Barjouville, en France confinée, le 4 avril

Dix-neuvième jour de confinement. C’est une chose maintenant, de compter les jours depuis que nos repères ont été bouleversés, nos libertés les plus simples muselées, nos certitudes balayées. Dix-neuf jours qui ont passé et se sont ressemblé, rythmés par le télétravail, les yeux rivés sur l’écran, et le chant des oiseaux que j’observe depuis mon jardin. Je vis ce retour aux choses simples comme une aventure singulière, immobile, qui peut paraître dénuée de découvertes et d’exotisme, mais qui recèle sa part de mystères. Que va-t-il advenir de notre société telle que nous la connaissons ? Est-ce que cet entre-soi forcé et cet arrêt soudain de l’économie mondiale seront l’électrochoc nécessaire à ce que l’on s’engage sur la voie de la durabilité ? J’en suis persuadée, il y aura un après confinement.

Le plus insoutenable, c’est l’idée même que les frontières de dizaines de pays soient fermées. Et que, ma volonté seule ne suffirait pas à m’envoler pour le bout du monde. Je me refuse à l’idée de ne pas pouvoir rendre visite à mes amis d’ailleurs. Etre dans l’illégalité si je m’éloigne de plus d’un kilomètre de chez moi est absurde. Je suis le personnage secondaire d’un mauvais film de science-fiction, et j’ai un arrière-goût amer sur le palais.

Optimiste, car il faut bien l’être quand tout est chamboulé, je me saisis tout de même de ce cadeau qui m’est offert de passer du temps auprès de mes parents. Pour résister à cette prison physique, je m’évade en laissant mon âme voyageuse partir sur les routes de mon imagination. Sorte de voyage immobile, intérieur, qui n’est jamais à bout de pensées vagabondes.
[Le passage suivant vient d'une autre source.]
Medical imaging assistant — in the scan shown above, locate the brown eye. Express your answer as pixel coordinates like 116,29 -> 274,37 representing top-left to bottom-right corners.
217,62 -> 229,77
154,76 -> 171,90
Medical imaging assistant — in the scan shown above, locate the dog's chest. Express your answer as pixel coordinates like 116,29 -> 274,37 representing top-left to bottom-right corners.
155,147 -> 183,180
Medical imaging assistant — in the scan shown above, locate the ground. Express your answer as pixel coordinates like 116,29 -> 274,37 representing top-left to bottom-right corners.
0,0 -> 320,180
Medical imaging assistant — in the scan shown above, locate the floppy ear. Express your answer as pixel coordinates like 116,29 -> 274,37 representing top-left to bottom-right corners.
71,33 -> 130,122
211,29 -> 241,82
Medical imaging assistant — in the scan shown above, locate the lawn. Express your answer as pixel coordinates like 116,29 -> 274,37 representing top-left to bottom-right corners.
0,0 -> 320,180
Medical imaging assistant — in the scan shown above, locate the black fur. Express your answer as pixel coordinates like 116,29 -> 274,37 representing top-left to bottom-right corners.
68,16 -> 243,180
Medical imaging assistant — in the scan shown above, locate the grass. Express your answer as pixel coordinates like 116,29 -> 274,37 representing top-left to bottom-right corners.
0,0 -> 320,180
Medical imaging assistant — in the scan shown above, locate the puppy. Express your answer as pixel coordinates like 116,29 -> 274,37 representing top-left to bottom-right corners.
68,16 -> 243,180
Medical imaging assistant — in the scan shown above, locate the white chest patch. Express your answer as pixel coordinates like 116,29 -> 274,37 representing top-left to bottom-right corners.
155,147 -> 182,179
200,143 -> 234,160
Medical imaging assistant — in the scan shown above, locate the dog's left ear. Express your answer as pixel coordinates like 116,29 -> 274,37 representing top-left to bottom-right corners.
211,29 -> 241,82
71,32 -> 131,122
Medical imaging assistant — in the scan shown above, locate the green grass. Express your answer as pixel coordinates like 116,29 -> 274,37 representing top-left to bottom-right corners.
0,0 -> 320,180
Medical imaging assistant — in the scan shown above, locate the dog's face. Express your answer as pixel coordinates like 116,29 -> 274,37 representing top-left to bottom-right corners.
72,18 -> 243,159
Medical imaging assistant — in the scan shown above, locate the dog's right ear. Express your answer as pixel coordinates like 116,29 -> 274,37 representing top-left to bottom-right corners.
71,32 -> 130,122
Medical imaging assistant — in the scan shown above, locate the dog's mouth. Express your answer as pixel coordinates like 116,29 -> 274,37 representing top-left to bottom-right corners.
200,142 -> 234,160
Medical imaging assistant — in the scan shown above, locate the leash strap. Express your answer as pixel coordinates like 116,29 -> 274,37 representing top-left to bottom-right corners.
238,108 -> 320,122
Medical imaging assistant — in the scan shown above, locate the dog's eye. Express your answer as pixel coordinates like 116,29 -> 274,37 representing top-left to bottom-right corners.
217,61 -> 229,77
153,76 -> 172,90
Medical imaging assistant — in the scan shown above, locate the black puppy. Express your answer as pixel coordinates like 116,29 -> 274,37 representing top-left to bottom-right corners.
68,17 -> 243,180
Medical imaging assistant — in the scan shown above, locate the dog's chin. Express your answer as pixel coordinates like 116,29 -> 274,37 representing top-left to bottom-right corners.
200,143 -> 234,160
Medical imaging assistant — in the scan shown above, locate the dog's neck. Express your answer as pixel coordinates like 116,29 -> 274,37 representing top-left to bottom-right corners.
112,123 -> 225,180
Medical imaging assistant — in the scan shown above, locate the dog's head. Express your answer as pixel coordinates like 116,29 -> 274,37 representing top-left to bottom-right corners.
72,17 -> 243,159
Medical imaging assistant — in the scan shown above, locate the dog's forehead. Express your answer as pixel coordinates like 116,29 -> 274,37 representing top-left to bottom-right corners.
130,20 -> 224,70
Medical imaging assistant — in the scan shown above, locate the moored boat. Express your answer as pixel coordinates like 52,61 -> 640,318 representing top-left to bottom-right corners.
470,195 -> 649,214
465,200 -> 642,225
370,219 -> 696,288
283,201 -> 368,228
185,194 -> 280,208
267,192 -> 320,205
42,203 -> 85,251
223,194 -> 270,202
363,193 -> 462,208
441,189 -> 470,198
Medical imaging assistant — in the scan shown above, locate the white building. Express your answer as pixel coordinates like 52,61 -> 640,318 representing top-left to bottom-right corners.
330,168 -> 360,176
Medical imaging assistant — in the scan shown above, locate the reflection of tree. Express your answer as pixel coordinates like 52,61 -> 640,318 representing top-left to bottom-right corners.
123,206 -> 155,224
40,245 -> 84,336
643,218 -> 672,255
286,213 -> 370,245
Pour moi, l’après commencera par un grand galop dans les champs de blé aux couleurs tendres d’un printemps toujours naissant. Mon corps, mon cœur et mon esprit se tendent du désir d’être à cheval lorsque je vais marcher dans les chemins de terre battue à la sortie de mon village. Ce galop libérateur sera le premier pavé posé sur la route de ma grande épopée. Je suis beauceronne, et il m’aura fallu voyager aux confins du monde pour comprendre que mon attirance pour les grands espaces et les steppes d’Asie centrale était née sur mes terres d’origine. La Beauce n’est pas comptée parmi les plus belles régions de France, mais le ciel n’y a nulle part ailleurs sur le territoire de l’Hexagone une place si grande. Le regard s’y perd à l’horizon comme en pleine mer, éveillant des envies d’exploration infinie. Depuis toute petite, je suis animée du désir farouche de fouler du pied les steppes mongoles, d’y rencontrer des nomades et de partager leur vie sous une yourte, entourée de mille chevaux sauvages. Pour Noël dernier, je me suis d’ailleurs offert une carte de Mongolie. Comme une promesse que le temps serait bientôt venu d’accomplir ce rêve d’enfant.
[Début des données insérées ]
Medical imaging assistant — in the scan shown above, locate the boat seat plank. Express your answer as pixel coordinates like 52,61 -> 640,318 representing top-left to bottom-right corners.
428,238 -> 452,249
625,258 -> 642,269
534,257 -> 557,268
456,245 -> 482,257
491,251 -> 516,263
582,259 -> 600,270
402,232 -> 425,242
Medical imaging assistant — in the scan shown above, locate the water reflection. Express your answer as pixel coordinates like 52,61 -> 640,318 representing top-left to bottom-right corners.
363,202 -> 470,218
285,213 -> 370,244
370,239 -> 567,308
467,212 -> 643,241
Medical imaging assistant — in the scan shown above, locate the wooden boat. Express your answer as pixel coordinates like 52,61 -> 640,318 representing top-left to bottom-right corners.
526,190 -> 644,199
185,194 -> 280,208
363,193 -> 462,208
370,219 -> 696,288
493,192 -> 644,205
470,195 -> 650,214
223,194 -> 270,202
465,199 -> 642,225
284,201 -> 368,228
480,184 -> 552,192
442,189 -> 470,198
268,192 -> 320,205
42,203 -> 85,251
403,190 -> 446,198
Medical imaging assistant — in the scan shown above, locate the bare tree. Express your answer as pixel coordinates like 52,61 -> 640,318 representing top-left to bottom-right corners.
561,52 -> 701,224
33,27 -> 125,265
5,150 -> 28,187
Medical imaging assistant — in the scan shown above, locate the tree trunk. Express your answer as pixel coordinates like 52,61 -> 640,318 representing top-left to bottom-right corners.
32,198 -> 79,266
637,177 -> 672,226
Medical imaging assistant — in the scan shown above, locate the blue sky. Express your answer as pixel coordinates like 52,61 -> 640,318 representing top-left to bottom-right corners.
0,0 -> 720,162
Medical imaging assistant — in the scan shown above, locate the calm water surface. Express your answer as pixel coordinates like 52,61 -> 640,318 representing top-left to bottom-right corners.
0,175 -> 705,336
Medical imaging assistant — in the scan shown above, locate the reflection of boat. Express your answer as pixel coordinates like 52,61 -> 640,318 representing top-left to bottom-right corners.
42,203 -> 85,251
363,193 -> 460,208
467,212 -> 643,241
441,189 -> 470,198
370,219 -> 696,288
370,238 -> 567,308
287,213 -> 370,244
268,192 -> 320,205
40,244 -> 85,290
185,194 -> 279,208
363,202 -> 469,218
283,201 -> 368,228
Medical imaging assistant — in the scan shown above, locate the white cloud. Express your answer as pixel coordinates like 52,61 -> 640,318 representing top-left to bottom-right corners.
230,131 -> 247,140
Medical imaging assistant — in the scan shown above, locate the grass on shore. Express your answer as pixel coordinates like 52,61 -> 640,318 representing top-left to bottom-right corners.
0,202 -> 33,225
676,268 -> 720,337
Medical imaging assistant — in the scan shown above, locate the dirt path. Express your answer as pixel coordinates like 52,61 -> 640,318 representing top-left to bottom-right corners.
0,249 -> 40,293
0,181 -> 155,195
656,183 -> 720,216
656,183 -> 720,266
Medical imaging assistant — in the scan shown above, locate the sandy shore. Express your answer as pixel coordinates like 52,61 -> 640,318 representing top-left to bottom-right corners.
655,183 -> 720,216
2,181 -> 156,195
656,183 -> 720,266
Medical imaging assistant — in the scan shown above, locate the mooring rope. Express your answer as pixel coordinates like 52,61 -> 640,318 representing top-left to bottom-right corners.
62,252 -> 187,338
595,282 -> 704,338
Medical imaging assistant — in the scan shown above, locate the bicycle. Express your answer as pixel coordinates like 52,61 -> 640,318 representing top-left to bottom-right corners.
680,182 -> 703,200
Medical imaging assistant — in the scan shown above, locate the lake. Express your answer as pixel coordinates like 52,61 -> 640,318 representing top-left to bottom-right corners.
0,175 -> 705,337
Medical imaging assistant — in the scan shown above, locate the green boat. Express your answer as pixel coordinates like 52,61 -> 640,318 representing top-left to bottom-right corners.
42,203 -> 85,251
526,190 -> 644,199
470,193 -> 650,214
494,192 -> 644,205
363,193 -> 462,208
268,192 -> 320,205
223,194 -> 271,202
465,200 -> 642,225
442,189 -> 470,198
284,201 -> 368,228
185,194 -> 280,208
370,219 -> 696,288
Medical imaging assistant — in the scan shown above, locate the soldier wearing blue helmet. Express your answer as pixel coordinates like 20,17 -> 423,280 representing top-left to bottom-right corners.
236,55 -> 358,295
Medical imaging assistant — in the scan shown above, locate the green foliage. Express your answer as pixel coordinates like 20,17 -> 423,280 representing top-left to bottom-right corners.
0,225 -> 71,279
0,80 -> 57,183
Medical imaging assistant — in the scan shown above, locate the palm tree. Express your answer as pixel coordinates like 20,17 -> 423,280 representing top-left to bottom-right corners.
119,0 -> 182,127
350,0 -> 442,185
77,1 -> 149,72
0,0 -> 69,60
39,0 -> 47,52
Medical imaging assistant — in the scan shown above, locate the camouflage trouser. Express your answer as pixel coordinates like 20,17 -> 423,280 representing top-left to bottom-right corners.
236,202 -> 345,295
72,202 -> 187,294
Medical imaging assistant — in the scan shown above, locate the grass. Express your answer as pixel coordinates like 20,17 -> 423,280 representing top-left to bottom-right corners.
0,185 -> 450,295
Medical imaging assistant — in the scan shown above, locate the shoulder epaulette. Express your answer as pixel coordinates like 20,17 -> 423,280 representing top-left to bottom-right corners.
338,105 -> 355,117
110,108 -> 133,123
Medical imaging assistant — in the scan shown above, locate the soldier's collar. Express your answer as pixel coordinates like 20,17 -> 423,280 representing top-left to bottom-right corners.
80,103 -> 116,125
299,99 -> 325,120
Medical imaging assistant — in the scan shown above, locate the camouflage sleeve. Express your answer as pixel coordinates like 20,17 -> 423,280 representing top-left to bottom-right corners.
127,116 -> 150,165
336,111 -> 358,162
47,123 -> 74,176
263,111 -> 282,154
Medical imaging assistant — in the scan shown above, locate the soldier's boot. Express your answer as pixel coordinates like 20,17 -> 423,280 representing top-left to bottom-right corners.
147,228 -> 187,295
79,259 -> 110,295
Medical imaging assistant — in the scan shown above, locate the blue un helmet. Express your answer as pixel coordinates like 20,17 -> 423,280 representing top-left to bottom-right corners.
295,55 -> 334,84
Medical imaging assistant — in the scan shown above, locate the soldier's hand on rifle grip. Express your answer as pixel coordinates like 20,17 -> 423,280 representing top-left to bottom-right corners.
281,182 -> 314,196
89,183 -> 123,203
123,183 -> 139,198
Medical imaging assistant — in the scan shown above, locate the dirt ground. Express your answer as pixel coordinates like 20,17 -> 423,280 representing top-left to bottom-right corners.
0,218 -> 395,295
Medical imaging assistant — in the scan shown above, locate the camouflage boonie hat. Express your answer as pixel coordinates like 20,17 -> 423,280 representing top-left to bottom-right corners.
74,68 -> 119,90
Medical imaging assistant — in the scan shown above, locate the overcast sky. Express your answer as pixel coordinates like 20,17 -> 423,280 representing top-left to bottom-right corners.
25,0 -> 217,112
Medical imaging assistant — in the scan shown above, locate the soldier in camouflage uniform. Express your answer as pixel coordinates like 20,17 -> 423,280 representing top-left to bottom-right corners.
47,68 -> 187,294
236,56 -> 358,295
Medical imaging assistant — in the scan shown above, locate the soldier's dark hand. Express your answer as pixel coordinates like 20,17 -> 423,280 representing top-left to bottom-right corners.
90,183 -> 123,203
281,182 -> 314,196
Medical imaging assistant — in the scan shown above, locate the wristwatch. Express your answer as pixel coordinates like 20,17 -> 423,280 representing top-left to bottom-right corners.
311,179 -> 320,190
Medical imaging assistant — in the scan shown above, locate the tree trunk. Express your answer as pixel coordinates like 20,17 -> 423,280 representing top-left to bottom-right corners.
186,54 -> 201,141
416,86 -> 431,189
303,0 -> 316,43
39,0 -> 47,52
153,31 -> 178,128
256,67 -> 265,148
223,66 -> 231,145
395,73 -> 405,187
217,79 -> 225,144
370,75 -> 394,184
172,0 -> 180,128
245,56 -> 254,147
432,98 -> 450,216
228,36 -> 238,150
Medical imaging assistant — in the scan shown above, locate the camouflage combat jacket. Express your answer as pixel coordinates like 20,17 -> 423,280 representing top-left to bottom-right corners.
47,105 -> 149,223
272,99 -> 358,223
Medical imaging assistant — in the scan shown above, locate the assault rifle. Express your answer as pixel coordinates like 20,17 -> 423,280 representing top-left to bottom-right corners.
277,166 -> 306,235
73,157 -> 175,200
Les années passant, je me suis ouverte au monde, les contrées d’Asie centrale ont rejoint la cohorte de mes désirs d’immensité, d’errance, de sommets enneigés. Alors, j’ai débuté les cours de russe, qui se poursuivent en visioconférence en ces temps de distanciation sociale. Cette escapade linguistique hebdomadaire entretient la flamme de mon futur départ pour l’immensité des steppes, libre. Allongée dans l’herbe fraîche, j’imagine sans mal ce vide d’une beauté à couper le souffle, ces paysages enchanteurs qui vous font vous sentir infiniment petit. Depuis quelques années, je suis toujours sur le départ pour une grande aventure, une nouvelle destination, inexplorée et séduisante. Rien ne m’est plus normal que de vivre sans engagements de plus de quelques mois, de pouvoir explorer à chaque fois les facettes de ma personnalité. Etre forcée de rester enfermée, c’est renoncer à cette façon de vivre.
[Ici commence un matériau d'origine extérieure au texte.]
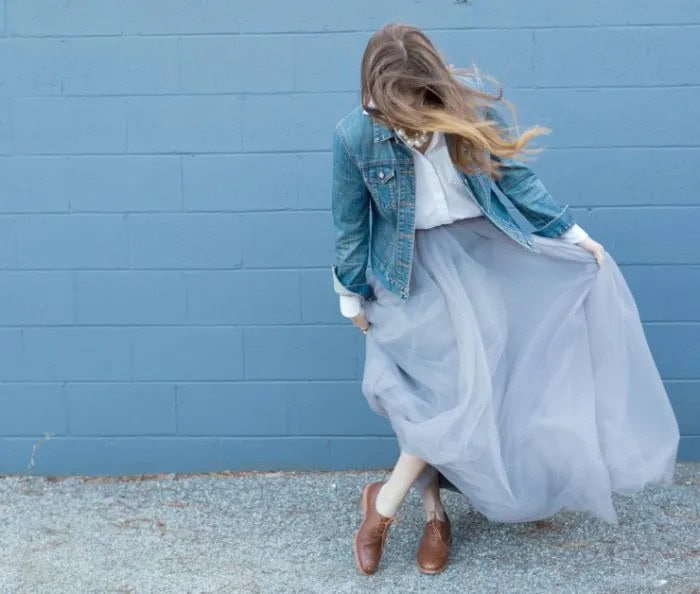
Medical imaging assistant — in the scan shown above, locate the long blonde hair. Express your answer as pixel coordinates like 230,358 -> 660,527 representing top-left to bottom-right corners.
361,23 -> 551,179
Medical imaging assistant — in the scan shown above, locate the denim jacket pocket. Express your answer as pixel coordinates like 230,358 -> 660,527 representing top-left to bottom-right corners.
362,164 -> 398,212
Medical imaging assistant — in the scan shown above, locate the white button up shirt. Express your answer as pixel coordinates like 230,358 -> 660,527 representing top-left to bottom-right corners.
340,104 -> 588,318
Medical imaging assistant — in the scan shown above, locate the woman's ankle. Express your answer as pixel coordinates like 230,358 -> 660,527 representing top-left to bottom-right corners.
374,482 -> 403,518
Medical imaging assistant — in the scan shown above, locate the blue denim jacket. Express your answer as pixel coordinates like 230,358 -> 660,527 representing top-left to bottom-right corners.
331,76 -> 576,301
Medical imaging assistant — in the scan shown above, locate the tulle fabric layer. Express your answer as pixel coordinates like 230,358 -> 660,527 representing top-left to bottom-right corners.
362,217 -> 679,522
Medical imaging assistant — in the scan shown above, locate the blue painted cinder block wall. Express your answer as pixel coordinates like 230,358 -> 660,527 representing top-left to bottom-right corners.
0,0 -> 700,474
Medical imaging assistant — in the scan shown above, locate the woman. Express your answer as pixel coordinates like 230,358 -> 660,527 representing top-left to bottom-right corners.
332,23 -> 679,575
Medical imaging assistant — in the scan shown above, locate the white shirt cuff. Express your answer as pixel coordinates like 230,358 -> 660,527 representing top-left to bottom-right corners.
559,223 -> 588,243
340,295 -> 362,318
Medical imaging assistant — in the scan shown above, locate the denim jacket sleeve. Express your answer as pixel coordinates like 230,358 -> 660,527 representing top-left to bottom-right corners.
459,69 -> 575,237
485,102 -> 575,237
331,125 -> 373,298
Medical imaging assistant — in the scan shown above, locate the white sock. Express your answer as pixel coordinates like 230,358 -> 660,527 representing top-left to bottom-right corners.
374,452 -> 426,517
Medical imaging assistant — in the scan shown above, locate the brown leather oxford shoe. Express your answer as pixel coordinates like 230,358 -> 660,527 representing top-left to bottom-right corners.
416,512 -> 452,573
353,481 -> 396,575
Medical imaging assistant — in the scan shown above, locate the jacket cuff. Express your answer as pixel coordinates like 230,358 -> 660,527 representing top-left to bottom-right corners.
340,295 -> 363,318
331,264 -> 374,299
559,223 -> 588,243
532,205 -> 575,237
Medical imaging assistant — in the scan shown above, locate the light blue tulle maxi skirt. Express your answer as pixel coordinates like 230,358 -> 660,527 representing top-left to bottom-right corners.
362,217 -> 679,523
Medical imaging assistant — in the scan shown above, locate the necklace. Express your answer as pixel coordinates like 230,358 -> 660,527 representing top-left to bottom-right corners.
394,128 -> 428,147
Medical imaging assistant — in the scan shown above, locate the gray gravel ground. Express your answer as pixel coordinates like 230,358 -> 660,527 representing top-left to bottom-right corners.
0,463 -> 700,594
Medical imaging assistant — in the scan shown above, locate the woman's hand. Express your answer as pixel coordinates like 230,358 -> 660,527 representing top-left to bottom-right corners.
576,236 -> 605,267
350,311 -> 369,331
Alors, c’est viscéral, c’est plus fort que moi, toutes les fibres de mon corps s’impatientent de retrouver les routes du monde. Connaissez-vous cette sensation ? Quand, réellement, les organes se contractent, la gorge se noue, l’adrénaline monte et le bout des doigts est tout frémissant d’excitation ? Cette envie ne m’a jamais quitté, mais elle s’était estompée depuis mon retour de Mauritanie, et la voilà revenue de plein fouet.

Ce sera un voyage au long cours. Paris-Moscou en train, pour ensuite monter à bord du transsibérien, destination Oulan-Bator. De là, je pourrai acheter un fringant petit cheval mongol pour m’élancer sur les pistes de la route de la soie. L’immobilité et la restriction de libertés m’arment de courage, et plus que jamais je suis consciente que la vie se vit au présent. En fermant les yeux, je me vois la peau tannée par le soleil et le vent, mes grosses chaussures de marche aux pieds et mon sac à dos bien vissé sur les épaules, je sens mes muscles fatigués et mon esprit délivré des tracas insignifiants d’une routine vide de sens. Marcher pour atteindre la prochaine étape, seulement inquiétée de trouver un lieu où se reposer et quelque chose à manger. Un retour à l’essentiel, et des pensées divaguant au rythme de mes pas. Et puis, les rencontres, sur le bord du chemin, dans les villes et les champs, au détour d’une boutique ou d’un voyage en bus. Des centaines de rencontres, courtes, intenses, silencieuses ou bavardes. Des milliers de sourires. Du partage. En bref, la vie, et tout ce qu’elle devrait être.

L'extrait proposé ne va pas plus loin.